Back in 2010, a writer friend of mine put me in touch with an editor at a major New York publishing house who agreed to read my manuscript, Cemetery Girl. I’ll admit I didn’t have high hopes. I thought he’d read it, reject it, and somewhere down the road, maybe, he might read and accept another book I wrote.

Then one day, while I was sitting at work, the editor called. Not only had he read Cemetery Girl, but he thought it was $%#@ phenomenal.

He also surprised me by starting to talk about money. He threw out some dollar figures, saying to me, “Would you take that?”

Like most struggling writers, I wanted to scream, “Yes! Yes! Yes!” But, for once, I managed to remain cool. I told him I needed to think about it, and he told me he needed to get approval from his higher ups. I was exhilarated. But I was also scared. I knew I was in over my head. If they actually offered me a contract, what would I do? At that point in my life, publishing was a mish-mash of esoteric phrases: sub-rights, riders, exclusives, reversions.

I knew I needed an agent to negotiate on my behalf.


One problem: I only knew one agent. He was a friend of a friend, a nice guy I met at a reading once. A few years earlier, he read a different manuscript of mine, liked it, but then finally passed.

So I reached out to him and explained the situation. I had an editor very interested, a guy who was already talking money. Basically, I wanted to shout, “Help!”

This agent asked to see the manuscript, which I sent him. But he didn’t read it right away. He didn’t tell me what to do. He didn’t contact the editor. And then he stopped responding to my emails.

My wife, Molly, stepped in at this point. She told me I needed to be proactive and approach other agents. Years earlier we had attended the AWP Conference in Chicago, and we saw an agent speak. We both liked him and kept his business card. (It pays to hoard.) So I wrote to him, explaining the situation. He asked for the first one hundred pages of Cemetery Girl. He immediately wrote back to inform me that he liked the book, but it wasn’t for him. However, he said, he had the perfect colleague for this kind of book (which, by the way, is a suspense novel about a middle-class family whose daughter disappeared). He sent the manuscript on to Laney Katz Becker.

(Once you sign with a literary agent, can you get out of the deal?)


In a matter of hours, I heard from Laney. Yes, she liked the first hundred pages. Could I send the whole thing? Then the next day Laney emailed. She’d read the whole book—already!—could we talk?

Okay, I thought, I’m ready to go. If that editor found the book to be $%#@ phenomenal then Laney would too. Right?

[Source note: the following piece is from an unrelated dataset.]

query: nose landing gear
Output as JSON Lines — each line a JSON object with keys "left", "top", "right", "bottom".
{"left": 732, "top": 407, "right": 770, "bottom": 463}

Laney spent over an hour telling me all the things she felt needed to be improved about the book. She was thorough and intense. Her comments covered characterization, plot, and transitions. She understood all the ins and outs of that book. I think she knew it better than I did. At the end of the call, I thought to myself, “No way she’s going to sign me. She hates the book.”

And then she asked me how I felt about the suggestions she’d made. And if I agreed with her about them, she would send me the agency retainer.

I was confused. “Wait,” I said, “does this mean you’re my agent?”

“Yup. If you are willing to work on the revisions and sign the retainer,” Laney said. “But we have a lot of work to do.”

We’ve all had those teachers and mentors who demand a great deal from us. Sometimes we want to say to them, “Haven’t I done enough already?” But they always ask for more. And they ask for more because they believe in us.

Laney is that kind of agent. She made Cemetery Girl better, and she sold it to a better publisher for more money than the first editor was offering. And, since then, she’s sold five more of my books, including my most recent, Somebody I Used To Know. I trust her one hundred percent, and I know she always has my back. She treats me like I’m her highest priority even though I know she works with a number of other authors.

And on those occasions when I freak out, when I call her up and say, “I don’t think the book’s selling enough! I think we’re all going to die,” she calms me down. She’s an absolute pro.

I’m so glad that first agent dragged his feet. If he hadn’t, I wouldn’t have the privilege of working with Laney and Lippincott Massie McQuilkin.